There are stories we enjoy and then there are stories that stay with us long after the final page is turned. You can feel the difference almost immediately. One entertains for a while and then fades into the background of memory, while the other lingers in a quiet and persistent way, returning to your thoughts when you least expect it. It may come back in a moment of silence, in a passing thought, or even in the way you begin to look at something ordinary and wonder if there is more beneath it.
I have always been drawn to the kind that lingers.
As readers of supernatural thrillers, you understand that feeling on a deeper level. It is not only about suspense or a well-constructed plot. It is about something that reaches beyond the surface and touches a place we do not always put into words. There is a subtle awareness that what we are reading may not be entirely fiction, or at the very least, not entirely impossible. That quiet possibility is often what gives a story its lasting power.
A story that lingers does not rush to explain itself. It does not feel the need to tie every thread neatly together or remove every question from the reader’s mind. Instead, it allows space. It invites you to sit with what you have read, to feel the weight of it, and to carry a part of it with you. It trusts you to notice what is beneath the surface and to make the connections that are not spelled out.
That kind of storytelling stays with us because it reflects something true about the world we live in.
We like to believe that everything around us can be understood, explained, and placed into clear categories. Yet there are moments when that certainty begins to shift. Moments when something feels slightly out of place, when a situation does not fully make sense, or when a quiet awareness tells you that what you are seeing may not be the whole picture. Those moments are often brief, but they leave an impression.
Supernatural thrillers step into that space.
They explore the tension between what is seen and what is unseen. They remind us that there is a boundary between the two, but that boundary is not always as solid as we would prefer. When a story carefully and thoughtfully touches that line, it creates something more than entertainment.

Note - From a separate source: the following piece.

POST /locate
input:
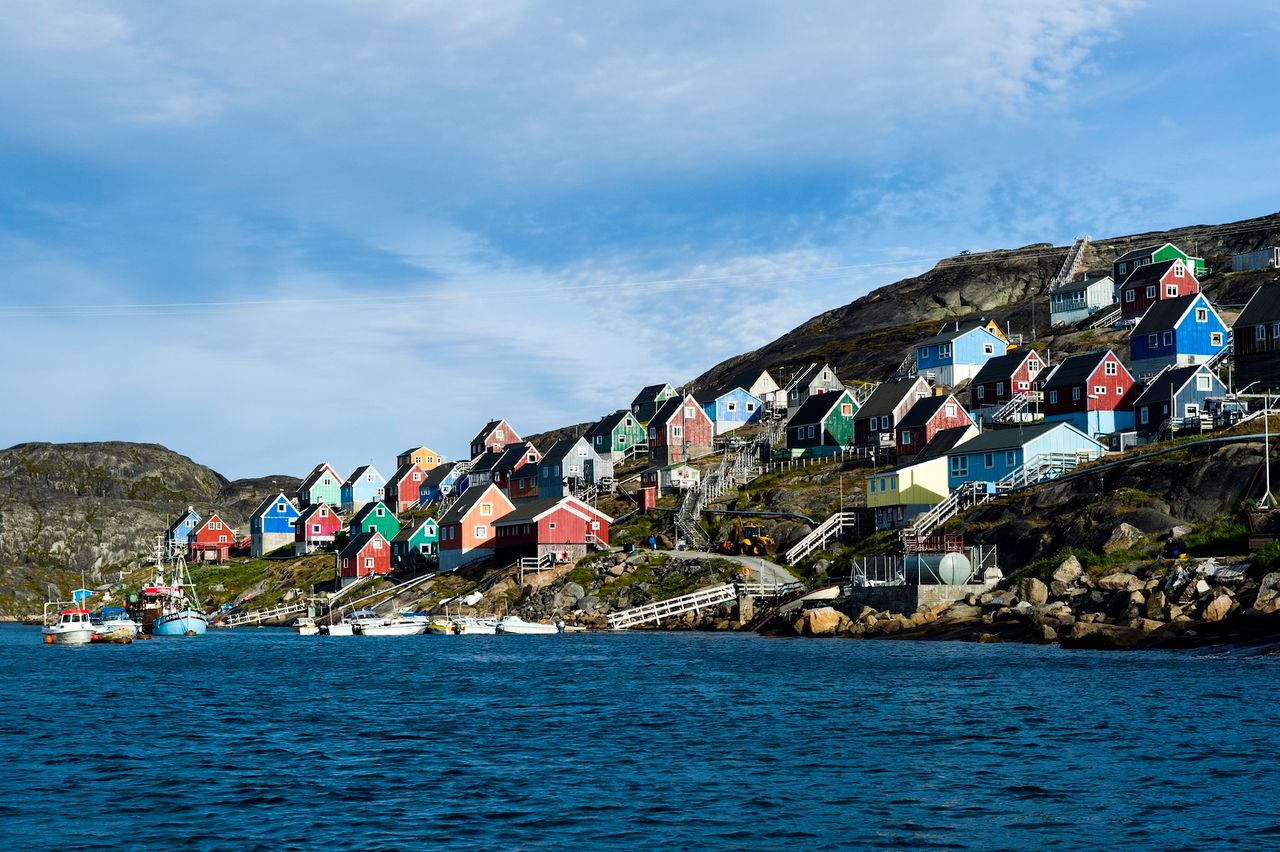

It creates an experience that feels close, personal, and sometimes unsettling in a way that is difficult to ignore.
Faith naturally enters into that conversation. Scripture tells us that the unseen world is real and active, even when we are not aware of it. There are forces of light and darkness moving in ways that we cannot always perceive, yet their presence shapes the world around us. When a story reflects even a small portion of that truth, it resonates differently. It carries a weight that goes beyond imagination and begins to touch something deeper within us.
That is why I approach storytelling the way I do.
I am not interested in creating noise for the sake of excitement. I am interested in creating moments that stay with you. Moments that cause you to pause and think, to look again at something you may have overlooked, and to consider that there may be more happening beneath the surface than you first realized. A story should not simply pass through a reader’s mind. It should leave a mark, even if that mark is quiet.
When a story lingers, it continues its work long after the final page. It becomes part of the reader’s awareness. It shapes how they think, how they question, and sometimes even how they perceive the world around them. That is where storytelling becomes meaningful. It is no longer confined to the page. It becomes something carried forward.
And perhaps that is why some stories refuse to let you go.
They are not simply telling you something. They are inviting you to notice something. They open a door just enough for you to see that what appears ordinary may not be as simple as it seems. They leave you with a question, and that question remains, quietly waiting, long after the story has ended.
As a writer, that is the kind of story I strive to tell. Not one that overwhelms or explains everything, but one that lingers with purpose. One that respects the reader’s ability to see beyond the obvious and to recognize truth even when it is not directly stated.
Because sometimes the most powerful part of a story is not what is written on the page. It is what stays with you after you close the book, when the world is quiet and you begin to wonder what else might be there.